Mona tells us to "cut." Here's where the knife landed.
Rachael was sitting on the floor, leaning against a toilet in a stall of the girl’s bathroom, dress hiked, legs slightly apart and pulled up knees to neck, the needle point of an earring in her right hand. She was cutting a small, jagged cross into the inside of her left thigh.
She had just come from an assembly about self-mutilation, because some wannabe goth girl had gone too far, lost too much blood and fainted in the lunchroom right into her beenie-weenies and was now in the hospital. Amateur, thought Rachael. The girl had subsequently shown up on the parental radar in every house in town, and so an assembly had been hastily assembled in the gymnasium. A powerpoint on self esteem was shown, a lady from social services was trotted out to try to put out the fire. Her voice was lively as she talked, in the way that cartoon birds are lively, but her face was pale and bloodless. Her eyes focused on a point on that back wall of the gym, just over their heads. Zombie, thought Rachael.
Then the school psychologist got up and talked earnestly about emotional numbness in the face of modern American life. The usual suspects, thought Rachael. Divorce. Drugs. Teenage pregnancy. The internet. How kids today had been left hungry, empty, abandoned, and were desperate to feel something real, conjure something true and unequivocal. That’s why they cut themselves, he said. To feel something.

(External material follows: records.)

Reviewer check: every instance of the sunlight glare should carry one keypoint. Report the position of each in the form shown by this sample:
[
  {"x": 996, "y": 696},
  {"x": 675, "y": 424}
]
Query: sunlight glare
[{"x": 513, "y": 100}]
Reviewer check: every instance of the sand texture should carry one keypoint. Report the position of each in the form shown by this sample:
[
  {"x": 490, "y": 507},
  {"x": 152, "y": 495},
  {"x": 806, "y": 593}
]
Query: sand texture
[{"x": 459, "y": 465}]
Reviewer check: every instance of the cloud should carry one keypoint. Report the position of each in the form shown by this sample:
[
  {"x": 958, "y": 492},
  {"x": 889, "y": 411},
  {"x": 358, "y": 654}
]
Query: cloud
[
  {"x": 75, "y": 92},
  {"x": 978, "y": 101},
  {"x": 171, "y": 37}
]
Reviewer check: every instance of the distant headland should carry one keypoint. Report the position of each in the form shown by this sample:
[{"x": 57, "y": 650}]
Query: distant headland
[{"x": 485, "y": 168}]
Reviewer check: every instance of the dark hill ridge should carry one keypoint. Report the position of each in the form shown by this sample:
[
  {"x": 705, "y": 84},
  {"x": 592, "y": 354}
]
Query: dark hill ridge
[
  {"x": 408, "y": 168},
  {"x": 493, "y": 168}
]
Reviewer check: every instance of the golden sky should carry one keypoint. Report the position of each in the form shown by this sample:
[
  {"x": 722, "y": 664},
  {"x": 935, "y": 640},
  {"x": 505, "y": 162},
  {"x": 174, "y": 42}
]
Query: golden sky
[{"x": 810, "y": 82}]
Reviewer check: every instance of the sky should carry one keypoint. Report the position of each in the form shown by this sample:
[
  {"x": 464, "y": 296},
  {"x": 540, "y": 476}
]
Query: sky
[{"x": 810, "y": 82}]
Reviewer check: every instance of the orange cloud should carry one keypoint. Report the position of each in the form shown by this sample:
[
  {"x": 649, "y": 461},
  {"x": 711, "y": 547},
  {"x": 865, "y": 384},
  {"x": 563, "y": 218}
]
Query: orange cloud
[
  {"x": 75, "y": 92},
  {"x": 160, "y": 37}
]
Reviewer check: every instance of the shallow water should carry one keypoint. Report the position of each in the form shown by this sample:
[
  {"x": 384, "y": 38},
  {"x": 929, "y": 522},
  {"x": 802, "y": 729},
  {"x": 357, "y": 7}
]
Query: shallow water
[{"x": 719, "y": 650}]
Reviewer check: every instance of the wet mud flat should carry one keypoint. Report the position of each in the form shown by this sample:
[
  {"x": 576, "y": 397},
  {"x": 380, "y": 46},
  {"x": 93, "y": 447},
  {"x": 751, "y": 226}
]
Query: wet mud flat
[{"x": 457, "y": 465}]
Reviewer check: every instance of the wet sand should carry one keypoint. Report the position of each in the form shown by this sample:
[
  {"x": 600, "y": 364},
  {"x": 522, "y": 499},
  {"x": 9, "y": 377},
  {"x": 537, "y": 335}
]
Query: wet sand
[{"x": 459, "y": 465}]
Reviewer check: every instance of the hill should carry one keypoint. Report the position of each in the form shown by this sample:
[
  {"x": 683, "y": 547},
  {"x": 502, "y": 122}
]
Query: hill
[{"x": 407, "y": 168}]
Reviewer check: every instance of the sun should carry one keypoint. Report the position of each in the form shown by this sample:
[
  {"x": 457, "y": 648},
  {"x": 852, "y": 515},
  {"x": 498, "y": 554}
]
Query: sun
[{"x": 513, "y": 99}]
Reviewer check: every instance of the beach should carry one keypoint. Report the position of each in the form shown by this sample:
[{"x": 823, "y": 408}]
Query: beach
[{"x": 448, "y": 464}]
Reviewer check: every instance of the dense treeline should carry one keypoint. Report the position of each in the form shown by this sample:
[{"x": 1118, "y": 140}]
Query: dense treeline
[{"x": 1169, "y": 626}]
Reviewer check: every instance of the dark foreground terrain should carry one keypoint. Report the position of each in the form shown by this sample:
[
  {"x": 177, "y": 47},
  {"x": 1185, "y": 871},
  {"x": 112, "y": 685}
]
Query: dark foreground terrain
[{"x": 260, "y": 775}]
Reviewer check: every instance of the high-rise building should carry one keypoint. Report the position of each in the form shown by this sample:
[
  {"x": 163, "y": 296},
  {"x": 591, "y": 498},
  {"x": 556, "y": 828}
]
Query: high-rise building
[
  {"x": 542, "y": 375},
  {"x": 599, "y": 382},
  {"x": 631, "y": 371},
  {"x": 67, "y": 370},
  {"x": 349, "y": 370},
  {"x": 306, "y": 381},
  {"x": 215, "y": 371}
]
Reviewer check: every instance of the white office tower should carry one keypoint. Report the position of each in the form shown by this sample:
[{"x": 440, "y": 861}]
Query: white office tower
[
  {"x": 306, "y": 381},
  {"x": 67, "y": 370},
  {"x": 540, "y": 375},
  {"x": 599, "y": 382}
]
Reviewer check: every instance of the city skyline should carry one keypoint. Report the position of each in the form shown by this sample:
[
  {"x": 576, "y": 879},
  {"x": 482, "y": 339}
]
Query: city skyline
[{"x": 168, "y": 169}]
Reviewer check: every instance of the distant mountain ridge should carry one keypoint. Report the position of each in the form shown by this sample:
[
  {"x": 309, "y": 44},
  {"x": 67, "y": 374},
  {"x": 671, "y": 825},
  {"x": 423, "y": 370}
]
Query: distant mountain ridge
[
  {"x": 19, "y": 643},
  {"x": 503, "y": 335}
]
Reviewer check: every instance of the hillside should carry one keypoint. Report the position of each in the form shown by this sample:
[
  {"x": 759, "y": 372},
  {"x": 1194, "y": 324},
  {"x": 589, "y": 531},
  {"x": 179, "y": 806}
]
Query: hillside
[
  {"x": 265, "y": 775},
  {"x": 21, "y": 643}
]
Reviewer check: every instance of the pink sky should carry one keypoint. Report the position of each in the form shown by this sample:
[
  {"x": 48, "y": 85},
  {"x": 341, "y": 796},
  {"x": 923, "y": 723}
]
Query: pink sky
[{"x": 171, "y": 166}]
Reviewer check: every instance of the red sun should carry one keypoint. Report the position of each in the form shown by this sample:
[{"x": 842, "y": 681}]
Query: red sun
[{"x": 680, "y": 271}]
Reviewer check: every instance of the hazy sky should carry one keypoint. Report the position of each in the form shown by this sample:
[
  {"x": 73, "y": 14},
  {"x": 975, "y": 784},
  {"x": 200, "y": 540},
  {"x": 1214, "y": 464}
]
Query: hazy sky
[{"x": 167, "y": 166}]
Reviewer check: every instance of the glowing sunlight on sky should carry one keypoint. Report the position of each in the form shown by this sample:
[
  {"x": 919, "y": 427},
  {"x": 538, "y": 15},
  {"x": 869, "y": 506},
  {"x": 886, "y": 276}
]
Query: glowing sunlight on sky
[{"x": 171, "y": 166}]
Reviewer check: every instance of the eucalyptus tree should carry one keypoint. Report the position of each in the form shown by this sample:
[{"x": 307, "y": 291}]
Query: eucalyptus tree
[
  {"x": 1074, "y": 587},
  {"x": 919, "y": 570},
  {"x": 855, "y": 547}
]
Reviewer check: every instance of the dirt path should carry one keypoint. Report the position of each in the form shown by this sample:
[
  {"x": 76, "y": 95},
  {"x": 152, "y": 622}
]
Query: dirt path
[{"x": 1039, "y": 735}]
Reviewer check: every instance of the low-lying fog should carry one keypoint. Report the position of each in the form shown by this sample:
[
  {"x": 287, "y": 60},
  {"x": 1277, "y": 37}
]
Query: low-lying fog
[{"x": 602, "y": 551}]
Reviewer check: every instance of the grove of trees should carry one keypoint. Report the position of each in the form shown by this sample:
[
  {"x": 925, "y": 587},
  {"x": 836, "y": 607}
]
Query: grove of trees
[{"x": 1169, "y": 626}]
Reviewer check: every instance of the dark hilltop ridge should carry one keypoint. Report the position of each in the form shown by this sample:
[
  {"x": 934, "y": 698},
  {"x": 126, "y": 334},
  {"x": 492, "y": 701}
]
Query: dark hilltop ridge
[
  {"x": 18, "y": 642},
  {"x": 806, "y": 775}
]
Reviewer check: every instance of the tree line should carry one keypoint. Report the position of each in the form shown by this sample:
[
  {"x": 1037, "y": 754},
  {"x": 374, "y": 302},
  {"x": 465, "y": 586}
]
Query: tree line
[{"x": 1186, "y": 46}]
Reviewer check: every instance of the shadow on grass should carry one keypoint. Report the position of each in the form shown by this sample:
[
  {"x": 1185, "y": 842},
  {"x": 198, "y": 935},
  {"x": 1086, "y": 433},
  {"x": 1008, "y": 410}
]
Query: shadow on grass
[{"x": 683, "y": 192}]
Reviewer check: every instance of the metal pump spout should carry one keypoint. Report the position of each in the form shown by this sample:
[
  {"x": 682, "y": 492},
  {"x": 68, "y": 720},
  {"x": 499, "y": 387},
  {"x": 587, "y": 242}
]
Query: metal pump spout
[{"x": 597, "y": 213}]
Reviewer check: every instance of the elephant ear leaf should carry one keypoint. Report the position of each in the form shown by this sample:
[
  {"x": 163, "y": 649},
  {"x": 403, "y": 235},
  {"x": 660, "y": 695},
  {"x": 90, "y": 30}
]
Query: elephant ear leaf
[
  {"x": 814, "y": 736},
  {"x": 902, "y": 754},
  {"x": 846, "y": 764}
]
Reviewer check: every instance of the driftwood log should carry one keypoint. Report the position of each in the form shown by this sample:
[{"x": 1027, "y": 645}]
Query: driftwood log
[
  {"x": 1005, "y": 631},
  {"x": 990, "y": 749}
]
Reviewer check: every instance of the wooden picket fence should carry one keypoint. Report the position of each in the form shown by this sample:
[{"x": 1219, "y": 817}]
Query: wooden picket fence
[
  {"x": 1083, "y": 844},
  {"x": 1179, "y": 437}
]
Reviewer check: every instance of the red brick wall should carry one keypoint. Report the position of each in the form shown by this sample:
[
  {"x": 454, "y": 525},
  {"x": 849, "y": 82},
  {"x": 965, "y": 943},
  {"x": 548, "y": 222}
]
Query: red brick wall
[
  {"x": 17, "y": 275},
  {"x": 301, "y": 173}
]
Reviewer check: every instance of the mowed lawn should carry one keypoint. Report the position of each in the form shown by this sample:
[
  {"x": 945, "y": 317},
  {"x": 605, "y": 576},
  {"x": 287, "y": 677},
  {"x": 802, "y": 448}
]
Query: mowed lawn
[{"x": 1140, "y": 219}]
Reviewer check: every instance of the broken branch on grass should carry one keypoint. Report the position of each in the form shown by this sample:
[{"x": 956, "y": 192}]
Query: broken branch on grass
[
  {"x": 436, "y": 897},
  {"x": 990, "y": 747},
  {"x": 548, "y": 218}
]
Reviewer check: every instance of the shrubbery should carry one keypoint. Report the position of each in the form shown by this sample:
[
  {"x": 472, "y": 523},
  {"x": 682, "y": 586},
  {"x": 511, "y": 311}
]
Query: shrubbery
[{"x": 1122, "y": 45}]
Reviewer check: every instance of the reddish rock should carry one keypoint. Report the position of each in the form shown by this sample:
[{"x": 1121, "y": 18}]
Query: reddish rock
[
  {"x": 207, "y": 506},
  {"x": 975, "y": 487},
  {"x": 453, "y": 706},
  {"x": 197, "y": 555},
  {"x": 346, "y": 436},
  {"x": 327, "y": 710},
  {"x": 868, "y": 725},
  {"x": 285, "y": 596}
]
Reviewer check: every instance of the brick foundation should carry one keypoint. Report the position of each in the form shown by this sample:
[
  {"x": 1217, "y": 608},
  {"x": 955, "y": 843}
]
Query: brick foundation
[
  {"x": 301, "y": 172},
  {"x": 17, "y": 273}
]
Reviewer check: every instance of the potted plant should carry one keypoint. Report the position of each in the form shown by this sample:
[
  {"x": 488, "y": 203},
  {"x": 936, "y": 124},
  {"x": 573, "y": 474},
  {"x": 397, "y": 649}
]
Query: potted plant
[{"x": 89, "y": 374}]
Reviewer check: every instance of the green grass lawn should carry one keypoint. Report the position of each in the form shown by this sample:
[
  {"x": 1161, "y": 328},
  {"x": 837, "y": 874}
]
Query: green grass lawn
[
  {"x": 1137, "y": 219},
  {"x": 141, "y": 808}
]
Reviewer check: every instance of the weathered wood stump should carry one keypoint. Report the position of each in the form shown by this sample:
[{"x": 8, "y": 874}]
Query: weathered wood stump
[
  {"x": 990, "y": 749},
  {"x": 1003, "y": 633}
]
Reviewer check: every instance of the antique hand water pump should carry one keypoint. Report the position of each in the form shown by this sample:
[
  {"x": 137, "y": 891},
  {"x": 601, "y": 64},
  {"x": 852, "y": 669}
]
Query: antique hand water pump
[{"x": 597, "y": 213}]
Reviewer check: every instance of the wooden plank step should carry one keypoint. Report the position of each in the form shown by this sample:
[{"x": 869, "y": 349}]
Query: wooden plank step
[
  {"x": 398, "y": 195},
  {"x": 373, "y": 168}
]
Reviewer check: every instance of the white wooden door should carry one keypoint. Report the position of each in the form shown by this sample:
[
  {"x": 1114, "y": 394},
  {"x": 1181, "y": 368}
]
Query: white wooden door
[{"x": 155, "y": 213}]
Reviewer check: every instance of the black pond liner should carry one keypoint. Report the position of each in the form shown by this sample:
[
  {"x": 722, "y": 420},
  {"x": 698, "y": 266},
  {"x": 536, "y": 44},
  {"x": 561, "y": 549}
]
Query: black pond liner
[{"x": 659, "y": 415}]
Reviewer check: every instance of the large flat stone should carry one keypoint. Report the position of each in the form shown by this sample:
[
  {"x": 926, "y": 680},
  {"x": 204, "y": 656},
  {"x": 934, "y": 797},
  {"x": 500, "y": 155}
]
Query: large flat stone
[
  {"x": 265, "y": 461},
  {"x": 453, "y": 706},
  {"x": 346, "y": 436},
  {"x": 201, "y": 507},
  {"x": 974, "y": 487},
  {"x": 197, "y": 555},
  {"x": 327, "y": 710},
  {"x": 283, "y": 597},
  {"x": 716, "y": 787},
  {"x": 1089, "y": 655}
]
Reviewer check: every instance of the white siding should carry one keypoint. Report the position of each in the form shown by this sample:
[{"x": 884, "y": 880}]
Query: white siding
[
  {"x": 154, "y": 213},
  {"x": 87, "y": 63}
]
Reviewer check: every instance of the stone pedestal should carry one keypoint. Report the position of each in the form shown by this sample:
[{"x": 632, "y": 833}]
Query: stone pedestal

Rachael was pretty sure he was missing the point. Numbness wasn’t the problem.
Numbness would be a relief.
The bell rang. She wiped the blood away with toilet paper, pocketed the earring, scooted off to class. A few spots of blood formed and dried along the edge of the cut as the day passed, tiny flakes of it dropping like scales of rust onto the dirty tiles of the floor below.